I was intrigued by Tom Ahearn's reference to an early Aeolian player
demonstration device. I would suspect that other player manufacturers
produced models and if there are any setting on someone's shelf,
I would like to have a chance to bid on them.
Several responses have referred to an attempt to show a complete
assembly with a stack cut-a-way and others have referred to how
complicated it would be to demonstrate "how a player piano works".
Like the AT&T TV commercial stresses, with the guy and the kids
("It's not that complicated!"), I think all the device needs is a piece
of an old tracker bar, with a tube hooked to a pneumatic pouch with
a vacuum feed to the pneumatic and vacuum to the tube via a brass bleed
cup. Then you would need a manufactured pneumatic similar to a Simplex
(with a push rod attached) made out of Plexiglas so the pouch and
valve movements are visible.
With a vacuum feed supplied, you could demonstrate the action as
someone suggested by simply putting your finger on the tracker bar
to duplicate the piano roll hole passing over and the action halted
by the paper covering the hole. Imagination could do the rest of the
story as it would be evident that the uplift of the push rod plays the
piano. I see the major challenges are constructing the see-through
pneumatic and coming up with a suitable vacuum supply.

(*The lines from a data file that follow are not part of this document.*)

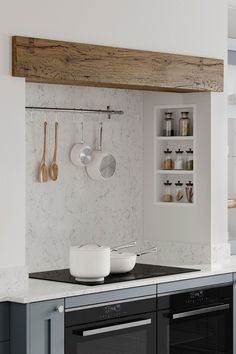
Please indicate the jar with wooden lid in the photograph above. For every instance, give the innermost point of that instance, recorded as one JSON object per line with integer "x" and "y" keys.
{"x": 184, "y": 124}
{"x": 168, "y": 124}
{"x": 189, "y": 191}
{"x": 189, "y": 160}
{"x": 167, "y": 161}
{"x": 167, "y": 195}
{"x": 179, "y": 160}
{"x": 179, "y": 193}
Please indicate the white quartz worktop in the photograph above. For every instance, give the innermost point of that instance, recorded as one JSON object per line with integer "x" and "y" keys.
{"x": 40, "y": 290}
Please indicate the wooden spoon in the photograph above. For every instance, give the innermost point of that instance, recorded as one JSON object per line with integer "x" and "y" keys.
{"x": 43, "y": 170}
{"x": 53, "y": 170}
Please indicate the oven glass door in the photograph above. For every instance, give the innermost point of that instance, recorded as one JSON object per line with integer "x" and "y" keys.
{"x": 203, "y": 331}
{"x": 129, "y": 335}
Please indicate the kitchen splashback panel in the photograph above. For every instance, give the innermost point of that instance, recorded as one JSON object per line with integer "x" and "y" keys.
{"x": 76, "y": 209}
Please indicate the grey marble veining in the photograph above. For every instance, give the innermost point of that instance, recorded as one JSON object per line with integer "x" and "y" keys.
{"x": 76, "y": 209}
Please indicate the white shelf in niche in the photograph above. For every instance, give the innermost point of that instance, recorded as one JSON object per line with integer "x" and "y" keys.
{"x": 161, "y": 143}
{"x": 175, "y": 138}
{"x": 175, "y": 204}
{"x": 175, "y": 172}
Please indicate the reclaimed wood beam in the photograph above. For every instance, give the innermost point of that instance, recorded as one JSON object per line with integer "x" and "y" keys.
{"x": 58, "y": 62}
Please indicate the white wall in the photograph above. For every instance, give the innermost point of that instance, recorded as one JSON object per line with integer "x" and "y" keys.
{"x": 232, "y": 22}
{"x": 184, "y": 26}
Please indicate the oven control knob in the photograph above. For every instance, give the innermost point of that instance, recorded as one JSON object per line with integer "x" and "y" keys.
{"x": 60, "y": 308}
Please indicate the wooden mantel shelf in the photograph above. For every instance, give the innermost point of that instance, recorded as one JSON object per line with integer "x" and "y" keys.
{"x": 57, "y": 62}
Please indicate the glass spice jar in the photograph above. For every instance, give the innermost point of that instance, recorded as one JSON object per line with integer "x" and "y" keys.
{"x": 168, "y": 124}
{"x": 184, "y": 124}
{"x": 179, "y": 161}
{"x": 179, "y": 193}
{"x": 189, "y": 160}
{"x": 167, "y": 196}
{"x": 167, "y": 162}
{"x": 189, "y": 191}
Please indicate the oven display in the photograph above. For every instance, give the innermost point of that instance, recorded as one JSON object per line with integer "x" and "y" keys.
{"x": 112, "y": 311}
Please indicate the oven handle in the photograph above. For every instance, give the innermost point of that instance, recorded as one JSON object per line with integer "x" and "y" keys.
{"x": 92, "y": 332}
{"x": 199, "y": 311}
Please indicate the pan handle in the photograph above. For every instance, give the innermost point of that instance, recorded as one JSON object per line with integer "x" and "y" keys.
{"x": 126, "y": 245}
{"x": 147, "y": 251}
{"x": 100, "y": 137}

I was also glad to hear that there are others out there that have
thought about making a demonstration device. Really, the most simple
but yet the most vital item to the whole operation is the little pin
hole size brass vacuum bleed cup and its relation to the size of the
hole on the tracker bar.
I have always been amazed with the ingenuity of the boys back in the
early days for the many ways they came up with doing the same thing but
in a different way, either to improve on something or not have to worry
about patent infringement. It seems that the thing that they were all
married to though was the little vacuum bleed hole.